Dove of Peace

Beginner's Guide to Peace - Losing the Way

“Either you’re going to go along with your mind and the truth, or you’re going to yield to fear and custom and conditioned reflexes.” - Buckminister Fuller

Cultural Maps

Culture is the collection of beliefs, traditions and technologies that enable a group of people to survive in a particular environment. Each culture is the distillation of thousands, if not millions, of life experiences. When functioning properly culture can, among other things, provide a useful road map through life, offering guidance and direction. The accumulated knowledge of generations can be vital in suggesting appropriate behaviors, through customs and conventions, to guide people through the stages and situations they are most likely to encounter.

Hercules And The Muse

In addition to customs, a healthy culture also provides a diverse set of roles and responsibilities for people of various skills, talents and temperaments. As well as the typical roles of farmer, builder and healer, culture can provide important parts for the more mercurial or off-beat characters in society. In cultures under stress roles such as court jester, satirist and comedian can serve as critical pressure valves for social tensions and fulfil a role far more vital than that of any would-be ruler.

Additionally, as cultures evolve to create and embrace any number of artistic, musical, literary or theatrical traditions, they are able to incorporate an even greater spectrum of personalities.

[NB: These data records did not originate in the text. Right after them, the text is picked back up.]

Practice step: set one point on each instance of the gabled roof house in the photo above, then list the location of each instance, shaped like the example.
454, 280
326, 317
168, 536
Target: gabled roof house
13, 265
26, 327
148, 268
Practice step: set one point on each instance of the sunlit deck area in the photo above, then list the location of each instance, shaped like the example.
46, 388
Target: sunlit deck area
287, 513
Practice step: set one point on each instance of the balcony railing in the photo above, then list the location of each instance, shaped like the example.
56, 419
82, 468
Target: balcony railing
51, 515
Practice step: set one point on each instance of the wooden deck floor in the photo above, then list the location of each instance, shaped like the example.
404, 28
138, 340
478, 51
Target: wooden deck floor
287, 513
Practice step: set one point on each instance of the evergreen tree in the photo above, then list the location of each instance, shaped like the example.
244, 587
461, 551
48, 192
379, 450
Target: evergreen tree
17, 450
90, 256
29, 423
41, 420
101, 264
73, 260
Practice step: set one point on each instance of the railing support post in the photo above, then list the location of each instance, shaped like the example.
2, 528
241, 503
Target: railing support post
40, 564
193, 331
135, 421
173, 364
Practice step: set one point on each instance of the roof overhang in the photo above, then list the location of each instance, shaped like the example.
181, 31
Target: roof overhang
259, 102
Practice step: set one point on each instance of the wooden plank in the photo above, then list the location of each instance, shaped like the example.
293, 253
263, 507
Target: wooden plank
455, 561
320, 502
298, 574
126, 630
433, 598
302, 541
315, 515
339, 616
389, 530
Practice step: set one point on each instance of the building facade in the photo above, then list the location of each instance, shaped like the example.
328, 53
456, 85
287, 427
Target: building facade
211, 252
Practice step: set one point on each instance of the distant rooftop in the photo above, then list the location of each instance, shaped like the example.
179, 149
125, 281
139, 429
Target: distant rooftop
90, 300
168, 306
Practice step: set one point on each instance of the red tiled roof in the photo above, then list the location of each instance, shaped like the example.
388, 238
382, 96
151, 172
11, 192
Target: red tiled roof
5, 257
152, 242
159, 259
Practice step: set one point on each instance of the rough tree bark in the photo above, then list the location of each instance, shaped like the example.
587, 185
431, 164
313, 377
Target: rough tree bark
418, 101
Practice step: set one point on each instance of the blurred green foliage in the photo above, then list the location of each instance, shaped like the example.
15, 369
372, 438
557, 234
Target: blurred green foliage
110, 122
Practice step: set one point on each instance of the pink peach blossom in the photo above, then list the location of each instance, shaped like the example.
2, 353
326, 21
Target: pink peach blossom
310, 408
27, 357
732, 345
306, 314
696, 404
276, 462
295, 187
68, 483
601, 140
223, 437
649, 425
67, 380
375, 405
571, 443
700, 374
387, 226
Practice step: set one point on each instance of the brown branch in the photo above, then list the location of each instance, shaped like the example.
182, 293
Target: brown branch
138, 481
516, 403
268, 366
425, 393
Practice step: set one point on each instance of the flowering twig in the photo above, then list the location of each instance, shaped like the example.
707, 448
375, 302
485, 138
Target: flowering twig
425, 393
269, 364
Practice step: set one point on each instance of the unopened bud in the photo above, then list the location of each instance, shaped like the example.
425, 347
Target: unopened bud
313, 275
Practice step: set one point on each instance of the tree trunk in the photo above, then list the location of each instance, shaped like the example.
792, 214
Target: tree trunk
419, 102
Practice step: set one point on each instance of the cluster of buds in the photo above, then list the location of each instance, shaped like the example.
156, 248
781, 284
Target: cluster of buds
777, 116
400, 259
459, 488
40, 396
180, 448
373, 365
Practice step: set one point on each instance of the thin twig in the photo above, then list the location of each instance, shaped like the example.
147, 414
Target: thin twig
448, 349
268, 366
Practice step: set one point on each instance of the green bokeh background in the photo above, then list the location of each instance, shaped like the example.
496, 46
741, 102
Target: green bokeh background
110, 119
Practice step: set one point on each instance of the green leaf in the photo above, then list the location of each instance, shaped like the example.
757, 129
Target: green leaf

When done well, the artful expressions of the Muses are capable of moving society’s members above mere survival mode to emotional and perhaps even spiritual heights.

Liberty Under Attack

Liberty

Cultures that embrace liberty are particularly flexible in integrating a diverse array of personalities and perspectives. Sometimes, though, these cultures come under attack with calls to restrict liberty in the name of questionable goals. Sometimes these attacks come from within, as misguided moralists attempt to harness the power of government to criminalize peaceful behaviors that they personally oppose. Other times the attacks come from outside, as thousands or even millions of emigres push into a society to escape despotic government regimes and the repercussions of military interventions by foreign powers.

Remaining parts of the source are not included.